There must be some plausible explanations that are not the ones presented.
Banks are concerned about how difficult it will be to seize CC holdings if the credit card holder misses on payment. It would be far more difficult than regaining possession of a house or a car. The private keys to a crypto wallet can be stored on a memory stick or a piece of paper and quickly removed outside the country, leaving little or no record of its location.
Some crypto wallets may have a considerable value, and the credit card debt may never be reimbursed, resulting in bankruptcy and a significant loss for the bank.

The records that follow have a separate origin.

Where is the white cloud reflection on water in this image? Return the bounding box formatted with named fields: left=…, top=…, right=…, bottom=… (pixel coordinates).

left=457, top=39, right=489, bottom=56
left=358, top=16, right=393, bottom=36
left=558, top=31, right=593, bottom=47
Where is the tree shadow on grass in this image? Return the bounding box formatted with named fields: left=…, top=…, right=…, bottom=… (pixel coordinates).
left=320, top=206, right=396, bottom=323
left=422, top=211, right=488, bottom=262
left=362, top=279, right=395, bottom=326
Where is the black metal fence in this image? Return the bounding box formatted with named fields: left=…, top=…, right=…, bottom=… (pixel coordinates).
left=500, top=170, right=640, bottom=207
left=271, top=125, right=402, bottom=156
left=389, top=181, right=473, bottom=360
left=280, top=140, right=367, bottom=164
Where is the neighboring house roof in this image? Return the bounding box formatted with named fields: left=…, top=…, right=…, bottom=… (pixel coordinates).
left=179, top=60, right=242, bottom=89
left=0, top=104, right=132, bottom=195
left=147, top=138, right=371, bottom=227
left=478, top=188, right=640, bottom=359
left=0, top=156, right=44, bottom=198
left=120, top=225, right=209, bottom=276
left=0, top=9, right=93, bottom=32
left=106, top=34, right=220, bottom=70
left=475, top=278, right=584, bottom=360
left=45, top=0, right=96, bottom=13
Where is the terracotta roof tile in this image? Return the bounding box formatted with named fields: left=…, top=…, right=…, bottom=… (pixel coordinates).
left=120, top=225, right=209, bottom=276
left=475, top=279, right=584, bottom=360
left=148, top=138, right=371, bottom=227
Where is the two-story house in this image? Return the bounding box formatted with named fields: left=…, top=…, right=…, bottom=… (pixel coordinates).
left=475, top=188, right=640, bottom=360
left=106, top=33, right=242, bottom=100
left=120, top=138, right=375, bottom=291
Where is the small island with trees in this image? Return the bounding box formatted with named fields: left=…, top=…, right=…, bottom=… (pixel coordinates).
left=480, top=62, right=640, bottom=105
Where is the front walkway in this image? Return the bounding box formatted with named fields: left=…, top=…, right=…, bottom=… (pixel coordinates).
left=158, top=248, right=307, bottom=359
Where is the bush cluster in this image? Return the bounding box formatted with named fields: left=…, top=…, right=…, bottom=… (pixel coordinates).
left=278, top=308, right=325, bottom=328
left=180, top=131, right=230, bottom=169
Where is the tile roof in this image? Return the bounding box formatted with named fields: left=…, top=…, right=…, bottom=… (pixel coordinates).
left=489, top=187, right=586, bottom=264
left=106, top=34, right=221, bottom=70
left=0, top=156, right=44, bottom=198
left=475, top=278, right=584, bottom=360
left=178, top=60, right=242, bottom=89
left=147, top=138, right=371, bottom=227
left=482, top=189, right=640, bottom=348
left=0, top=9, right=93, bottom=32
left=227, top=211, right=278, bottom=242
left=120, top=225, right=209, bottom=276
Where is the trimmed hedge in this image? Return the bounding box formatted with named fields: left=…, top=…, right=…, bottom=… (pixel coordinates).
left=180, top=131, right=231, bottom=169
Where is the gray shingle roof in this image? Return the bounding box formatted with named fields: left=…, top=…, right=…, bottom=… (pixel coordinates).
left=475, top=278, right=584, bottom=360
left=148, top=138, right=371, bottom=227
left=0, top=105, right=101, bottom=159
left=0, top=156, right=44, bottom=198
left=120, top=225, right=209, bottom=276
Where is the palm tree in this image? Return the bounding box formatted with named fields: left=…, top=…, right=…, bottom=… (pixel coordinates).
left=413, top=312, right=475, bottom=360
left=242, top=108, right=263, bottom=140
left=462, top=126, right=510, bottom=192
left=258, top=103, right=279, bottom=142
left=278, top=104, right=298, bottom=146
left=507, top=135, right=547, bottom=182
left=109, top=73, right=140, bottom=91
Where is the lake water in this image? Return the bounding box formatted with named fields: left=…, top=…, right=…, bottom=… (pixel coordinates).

The cryptocurrency is still present in the wallet, and the owner can subsequently retrieve the private keys and utilise a local CC Exchange in a foreign nation to convert and pocket the money. That is a nefarious scenario.
We certainly do not condone such illegal action, but banks are aware of the risk and some wish to shut it down. This cannot happen with debit cards since the banks are never out of pocket – the money is deducted from your account instantly and only if there is enough money in your account to begin with.
We can’t discover any truth in the bank’s story regarding limiting gambling and risk-taking. Intriguingly, Canadian banks aren’t hopping on board, possibly because they realise the claimed reasons for doing so are fake.
As a result of these measures, investors and consumers are now aware that credit card firms and banks do have the capacity to limit what you can buy with their credit cards.
This is not how they promote their cards, and it is likely to surprise most users, who are accustomed to making their own purchasing decisions, particularly from CC Exchanges and other merchants who have Merchant Agreements with these banks.
The Exchanges, like you, have done nothing wrong, but fear and greed in the banking industry are causing odd things to happen. This demonstrates the extent to which the banking industry perceives Crypto Currencies to be a danger.
At the moment, there is little cooperation, trust, or understanding between the worlds of fiat money and CC. The CC world lacks a central controlling authority through which legislation can be implemented globally, leaving each country to figure out what to do.
China has opted to outlaw credit cards, while Singapore and Japan love them and many other countries remain baffled. What they have in common is that they want to collect taxes on CC investment gains. This is reminiscent of the early days of digital music when the internet enabled the unrestricted proliferation and sharing of unlicensed music.
Digital music licencing schemes were eventually devised and approved because listeners were willing to pay a small charge for their music rather than perpetual piracy, and the music industry (artists, producers, and record labels) was willing to take modest licencing fees rather than nothing.
Can a compromise be reached in the future of fiat and digital currencies? As people around the world become increasingly dissatisfied with exorbitant bank profits and bank intrusion into their lives, there is hope that customers will be treated with respect and will not be perpetually plagued with high charges and unjustified limitations.
Cryptocurrencies and Blockchain technology increase global pressure to reach a reasonable compromise – this is a game changer.